Exercises

Compute the following complex numbers in the form \(z = a+ib\):

\((1-i)(2+i)\)
\((1+i)^3 (:=(1+i)(1+i)(1+i))\)
\(i^{89}\)
\(e^{-i\pi}\)
\(3 (\cos (\pi / 2) + i \sin (\pi / 2))\)
\(\frac{\sqrt 3 + \sqrt 2 i}{\sqrt 2 - \sqrt 3 i}\)

Depict these complex numbers on the complex plane.

Prove that a complex number \(z\) is a real number exactly if \(z = \overline z\).

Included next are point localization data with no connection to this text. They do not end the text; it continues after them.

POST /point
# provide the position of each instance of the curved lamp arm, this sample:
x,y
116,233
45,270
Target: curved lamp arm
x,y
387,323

Compute the trigonometric form of the following complex numbers:

\(\sqrt 3-i\).
\((1-i)^5\)
\(\frac{1+i}{(1-i)(\sqrt 3+i)}\)
\(i^n\), where \(n\) is a natural number.

Exercise 1.4

(See Solution 1.1.) Compute the algebraic and the trigonometric form of \(z = \left ( \frac{i-1}{i+1}\right )^3\).

Exercise 1.5

(See Solution 1.2.) Find all complex numbers \(z\) satisfying the equation

\[ z = 3i |z|\overline z. \]

Exercise 1.6

(See Solution 1.3.) Compute the solutions of the equation \((\overline z)^3 = 8i\) in algebraic and in trigonmetric form. Draw a picture of these solutions.